ADD REPLY • link 9.5 years ago Jane Merlevede ▴ 90

0

Entering edit mode

Here is the DESeq2 code for analysis 2:

library("DESeq2")

#####################################
### Creating CountDataSet object  ###
#####################################
Nom=c("PatientCellLine_ARN_COM","PatientCellLine_ARN_GAN","PatientCellLine_ARN_GEN","PatientCellLine_ARN_LEV","PatientCellLine_ARN_PAR","PatientCellLine_ARN_SAU","PatientCellLine_ARN_GRA","PatientCellLine_ARN_KOR","PatientCellLine_ARN_POP","PatientCellLine_ARN_RIP",
       "PatientCellLine_ARN_SEG","PatientCellLine_ARN_SEV")
MUT=c("Mut1", "Mut1","Mut1", "Mut1", "Mut1","Mut1", "Mut2", "Mut2","Mut2", "Mut2","Mut2", "Mut2")
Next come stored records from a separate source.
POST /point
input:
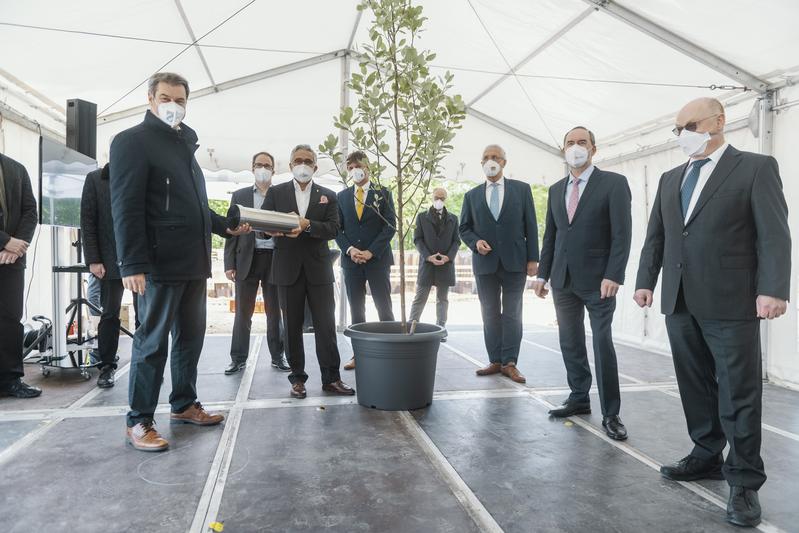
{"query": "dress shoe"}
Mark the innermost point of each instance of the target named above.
(143, 436)
(571, 408)
(106, 378)
(339, 387)
(298, 391)
(235, 367)
(614, 428)
(692, 468)
(281, 364)
(195, 414)
(510, 371)
(492, 368)
(20, 389)
(743, 507)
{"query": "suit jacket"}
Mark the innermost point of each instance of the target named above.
(159, 204)
(513, 237)
(310, 250)
(96, 224)
(370, 232)
(22, 217)
(735, 246)
(430, 241)
(596, 244)
(240, 249)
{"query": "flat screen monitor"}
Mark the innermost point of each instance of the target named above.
(62, 174)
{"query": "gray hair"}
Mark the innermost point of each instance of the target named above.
(170, 78)
(305, 147)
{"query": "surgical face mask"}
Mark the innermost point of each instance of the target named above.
(171, 113)
(263, 176)
(302, 173)
(576, 156)
(491, 168)
(693, 143)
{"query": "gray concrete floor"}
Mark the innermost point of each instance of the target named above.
(484, 457)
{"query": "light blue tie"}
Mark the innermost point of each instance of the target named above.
(493, 203)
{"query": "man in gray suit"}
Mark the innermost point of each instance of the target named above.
(719, 231)
(248, 262)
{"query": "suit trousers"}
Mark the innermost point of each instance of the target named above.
(570, 306)
(323, 310)
(380, 287)
(500, 297)
(719, 373)
(166, 307)
(246, 292)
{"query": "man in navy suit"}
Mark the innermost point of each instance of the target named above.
(498, 224)
(368, 223)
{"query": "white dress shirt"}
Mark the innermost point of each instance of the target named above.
(704, 175)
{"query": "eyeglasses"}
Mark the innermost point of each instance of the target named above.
(691, 126)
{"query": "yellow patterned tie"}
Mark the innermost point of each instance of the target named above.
(359, 202)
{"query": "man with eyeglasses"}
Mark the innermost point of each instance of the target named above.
(719, 231)
(248, 263)
(301, 269)
(498, 224)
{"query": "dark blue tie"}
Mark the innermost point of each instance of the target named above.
(689, 185)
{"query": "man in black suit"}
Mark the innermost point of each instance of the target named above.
(498, 224)
(248, 263)
(437, 240)
(163, 225)
(584, 256)
(301, 268)
(17, 225)
(719, 231)
(367, 216)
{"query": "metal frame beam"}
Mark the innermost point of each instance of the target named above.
(680, 44)
(536, 51)
(232, 84)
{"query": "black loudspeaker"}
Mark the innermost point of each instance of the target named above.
(82, 127)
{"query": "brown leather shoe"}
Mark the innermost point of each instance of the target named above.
(339, 387)
(196, 415)
(144, 437)
(492, 368)
(513, 373)
(298, 391)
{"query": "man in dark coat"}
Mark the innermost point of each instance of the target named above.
(437, 240)
(17, 225)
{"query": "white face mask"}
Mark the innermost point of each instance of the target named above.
(491, 168)
(693, 143)
(263, 176)
(171, 113)
(302, 173)
(576, 155)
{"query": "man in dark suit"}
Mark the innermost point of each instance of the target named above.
(437, 240)
(163, 225)
(248, 263)
(498, 224)
(584, 256)
(719, 231)
(368, 223)
(17, 225)
(301, 268)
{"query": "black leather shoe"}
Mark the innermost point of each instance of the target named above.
(614, 428)
(743, 507)
(235, 367)
(692, 468)
(281, 364)
(570, 409)
(20, 389)
(106, 378)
Fichier = paste(Nom,"gencod.htseqCount",sep=".")
DataFrame=data.frame(Nom,Fichier,MUT)

################################################
###              Modèle                      ###
### Estimation of sizeFactors and Dispersion ###
################################################

dds_raw=DESeqDataSetFromHTSeqCount(DataFrame,"/home/PatientCellLine_ARN/Results/Data/17052016", ~MUT)
colData(dds_raw)$MUT = factor(colData(dds_raw)$MUT, levels=c("Mut2", "Mut1"))
colData(dds_raw)$MUT = relevel(colData(dds_raw)$MUT, "Mut2")

write.table(counts(dds_raw),file="PatientCellLine_Mut_DESeq2_RawTableFull",quote=FALSE,row.names=TRUE, col.names=TRUE,sep="\t")

sum( rowSums(counts(dds_raw)) ==0) #23622
dds <- dds_raw[ rowSums(counts(dds_raw)) > 1, ] #36179
dds=DESeq(dds,  minReplicatesForReplace=6)

#####################################
### Differential expression Tests ###
#####################################
ddsFinal=dds
resultsNames(ddsFinal)
"Intercept"    "Mut2" "Mut1"   

res1=results(ddsFinal,contrast=c(0,1,-1),pAdjustMethod="BH", cooksCutoff=TRUE, independentFiltering=TRUE,alpha=0.01)
sum(res1$padj < 0.01, na.rm=TRUE)

resNoFilt=results(ddsFinal,contrast=c(0,-1,1),pAdjustMethod="BH", cooksCutoff=TRUE, independentFiltering=FALSE,alpha=0.01)
table(filtering=(res1$padj<0.01), noFiltering=(resNoFilt$padj<0.01))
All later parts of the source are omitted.